However, regardless of this and doubly so on additional viewings, it’s fascinating to witness Halle Berry and Benicio Del Toro play off of one another, easily volleying back and forth to give their scenes an incredibly tangible, complicated, indefinable spark that echoes the thematically similar relationships in Bier’s previous films Open Hearts and Brothers.
In fact, they’re so good together in an admittedly unique pairing that once again can be attributed to Bier’s pitch perfect instincts which had intrigued her during pre-production as she noted in both the production notes and Blu-ray’s twenty-minute making-of “Discussion” by correctly stating that, “they’re really interesting to watch and very original. I just thought it would be very exciting to put the two of them to gather. I could imagine a sexy, potentially aggressive chemistry between them, but also a sense of comfort... a kind of emotional recognition between the two of them, which I thought would be great.”
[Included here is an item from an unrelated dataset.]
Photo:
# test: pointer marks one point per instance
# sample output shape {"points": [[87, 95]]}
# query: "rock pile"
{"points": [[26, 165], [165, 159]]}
Moreover, strongly believing in both rehearsals as well as an organic shooting experience that has performers honoring the script but ultimately speak in a way that’s most natural at the time, we get a sense of the unique skill sets the actors brought to their respective portrayals as in the Blu-ray Berry discusses the challenges of playing the state of shock without simply exuding nothing and as Bier explains, Del Toro’s earnest sense of humor manages to shine through in the most unexpected of ways.
Thankfully, it’s the way he strives to “color a scene… as humorously as he could,” as Bier was quoted by DreanWorks that helps get viewers well-invested and more inclined to commit to a film which on the surface at least, is a truly emotionally devastating piece of material.
Yet as Bier surmises on the disc, she can’t imagine making a movie without the idea of hope but in never wanting to hit the audience over the head with it, she wanted to make the film celebrate the insurmountable strength of the human spirit to heal much like the way, she argues that grass manages to grow up through pavement.
While it doesn’t compare to Bier’s foreign work and in the end, you're still left with questions by the time the credits roll and they feel that allowing us to get to know the character of Audrey is a human being in her own right would have elevated the film considerably since so much is left to the imagination that at times you could just dub her “the grieving widow going through the five stages of grief,” I nonetheless still feel that it’s an underrated worthwhile and emotionally riveting film.
A work that I actually appreciated much more the second time around in its recent Blu-Ray release that helps supercharge the imaginative cinematography and Bier’s obsession with extreme close-ups beautifully lensed by her cinematographer Tom Stern (who had “worked very closely with Conrad Hall” on American Beauty and Road to Perdition as Mendes explains)—unfortunately the sound balance leaves much to be desired as you have to keep your thumb on the volume of the remote an awful long time to barely make out the whisper-level intimate dialogue.
Still, it’s of considerable interest especially for fans of the actors, Bier (and Sirk for that matter) that will hopefully inspire them to check out her foreign fare. However, I do hope that in Bier’s next film, she’ll contribute to the screenplay herself. For, given her vast experience and roots in the Dogme film movement, her cinematic instinct is unrivaled and we should entrust more of her unique style of shooting to the finished product that go beyond a few impressionistic reaction shots to help truly showcase just what she can really do in the position of writer and director.